Daphne und Itzik
ES KLINGT wie der Titel eines romantischen Films. „Daphne, Itzig und all die anderen.“
Er beginnt mit einer Freundschaft zwischen zwei jungen Menschen, er ist Anfang dreißig, sie Mitte zwanzig. Dann streiten sie sich. Er geht. Sie bleibt.
Die Zuschauer wissen genau, was sie wünschen: sie wollen, dass die beiden sich wieder versöhnen, sich küssen, heiraten und Arm in Arm in den Sonnenaufgang gehen, begleitet von einer sanften Melodie.
Was die Schauspieler angeht, so sind sie perfekt. Die beiden spielen sich selbst. Hollywoods Zentrale Rollenverteilung könnte es nicht besser gemacht haben.
Sie ist eine attraktive junge Frau, trägt einen Männerhut, damit man sie leicht erkennt. Er ist der israelische junge Mann, ziemlich hübsch, an seiner Nase leicht zu erkennen.
DIE GESCHICHTE beginnt mit Daphne Leef, Cutterin von Kurzfilmen, Tochter eines Komponisten, und nicht in der Lage, in Tel Aviv eine Wohnung zu mieten. Jetzt reicht es ihr. Sie verkündet über Facebook, dass sie ab jetzt in einem Zelt auf dem Rothschild-Boulevard leben werde und fragt, ob sich ihr noch andere anschließen wollen.
Einige tun dies. Dann kommen mehr. Dann noch mehr. Im Nu sind es mehr als hundert Zelte in der Allee, einer der ältesten der Stadt, eine ruhige Wohngegend. Andere Zeltstädte entstehen im ganzen Land. Eine riesige Massenbewegung ist entstanden. Am letzten Samstag demonstrierten 350 000 Menschen in Tel Aviv, 450 000 im ganzen Land. Das wäre so, als würden in den USA 18 Millionen und in Deutschland drei Millionen auf die Straße gehen.
Einige Zeit nachdem die ganze Sache angefangen hatte, schloss sich die „Israelische Gesellschaft von Universitätsstudenten“, von seinem Vorsitzenden Itzig Shmuli angeführt, der Protestbewegung an. Daphne und Itzig wurden mit einigen anderen als ihre Führer angesehen. Auffallend unter ihnen war Stav Shaffir, leicht zu erkennen an ihrem leuchtend roten Haar (Stav bedeutet Herbst).
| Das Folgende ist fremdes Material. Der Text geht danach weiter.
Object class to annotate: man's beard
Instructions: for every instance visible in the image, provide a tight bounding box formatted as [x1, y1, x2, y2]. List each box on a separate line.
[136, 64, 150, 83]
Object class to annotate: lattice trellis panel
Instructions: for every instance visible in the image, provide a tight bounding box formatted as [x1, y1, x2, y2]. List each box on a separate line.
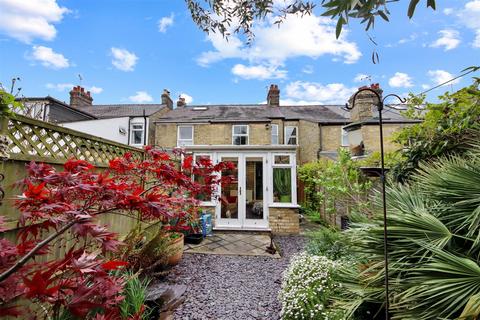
[6, 114, 144, 167]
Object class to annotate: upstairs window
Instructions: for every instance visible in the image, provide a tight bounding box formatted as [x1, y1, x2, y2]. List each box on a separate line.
[130, 123, 145, 145]
[271, 124, 279, 145]
[285, 126, 297, 145]
[178, 126, 194, 146]
[232, 125, 249, 145]
[341, 126, 349, 146]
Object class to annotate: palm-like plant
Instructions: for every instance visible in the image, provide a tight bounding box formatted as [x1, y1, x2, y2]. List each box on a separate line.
[335, 145, 480, 319]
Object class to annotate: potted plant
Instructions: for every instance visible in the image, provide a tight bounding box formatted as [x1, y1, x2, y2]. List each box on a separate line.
[183, 208, 204, 245]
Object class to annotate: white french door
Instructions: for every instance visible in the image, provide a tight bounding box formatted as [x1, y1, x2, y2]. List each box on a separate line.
[215, 153, 268, 229]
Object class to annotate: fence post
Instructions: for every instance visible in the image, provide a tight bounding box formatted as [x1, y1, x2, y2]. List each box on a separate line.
[0, 114, 9, 207]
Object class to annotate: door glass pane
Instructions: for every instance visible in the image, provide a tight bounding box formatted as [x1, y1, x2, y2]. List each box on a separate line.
[273, 167, 292, 203]
[245, 157, 263, 220]
[221, 157, 238, 220]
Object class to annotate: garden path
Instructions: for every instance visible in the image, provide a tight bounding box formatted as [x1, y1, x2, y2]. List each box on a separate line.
[166, 235, 306, 320]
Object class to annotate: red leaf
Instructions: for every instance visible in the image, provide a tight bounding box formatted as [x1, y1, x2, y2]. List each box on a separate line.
[101, 260, 128, 271]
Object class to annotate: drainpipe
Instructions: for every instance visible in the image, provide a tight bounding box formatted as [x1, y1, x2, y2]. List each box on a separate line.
[143, 109, 147, 146]
[317, 124, 322, 160]
[127, 118, 131, 145]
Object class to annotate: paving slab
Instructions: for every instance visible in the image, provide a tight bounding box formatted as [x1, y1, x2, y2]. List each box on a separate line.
[184, 232, 281, 258]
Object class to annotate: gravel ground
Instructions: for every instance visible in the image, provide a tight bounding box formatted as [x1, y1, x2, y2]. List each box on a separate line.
[166, 235, 306, 320]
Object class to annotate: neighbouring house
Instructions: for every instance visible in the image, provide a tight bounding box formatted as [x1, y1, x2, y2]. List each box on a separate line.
[61, 86, 173, 148]
[21, 86, 173, 148]
[16, 95, 96, 123]
[153, 84, 420, 234]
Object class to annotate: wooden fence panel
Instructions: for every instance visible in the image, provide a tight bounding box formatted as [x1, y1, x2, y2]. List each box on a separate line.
[0, 113, 147, 255]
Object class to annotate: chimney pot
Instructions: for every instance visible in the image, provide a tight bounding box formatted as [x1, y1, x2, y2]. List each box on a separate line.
[349, 84, 383, 122]
[177, 96, 186, 107]
[69, 85, 93, 108]
[267, 84, 280, 107]
[161, 88, 173, 109]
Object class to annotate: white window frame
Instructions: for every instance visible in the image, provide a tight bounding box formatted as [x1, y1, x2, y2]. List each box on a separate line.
[130, 122, 145, 146]
[177, 125, 194, 147]
[192, 153, 215, 206]
[284, 126, 298, 145]
[270, 153, 297, 207]
[341, 126, 349, 147]
[232, 125, 249, 145]
[271, 124, 279, 145]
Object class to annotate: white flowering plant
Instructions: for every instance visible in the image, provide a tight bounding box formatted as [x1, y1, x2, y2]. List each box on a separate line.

Die Medien liebten sie. Sie nahmen sie mit einer vorher nie gesehenen Inbrunst an. In einer Weise, die bemerkenswert war, da alle Medien im Besitz der selben Magnaten waren, die die Demonstranten beschimpften. Die Erklärung könnte die sein, dass der durchschnittliche arbeitende Journalist derselben sozialen Gruppe angehört wie Daphne und die anderen Demonstranten – junge Mittelklassemänner und –Frauen, die hart arbeiten und nicht genug erhalten, damit das Geld bis zum Ende des Monats reicht.
Aber auch die Medien benötigen die Einschaltquote: die Öffentlichkeit möchte die Protestdemos sehen und hören. Keiner kann es sich leisten, sie zu ignorieren, auch nicht ein Magnat, dem es um den Profit geht.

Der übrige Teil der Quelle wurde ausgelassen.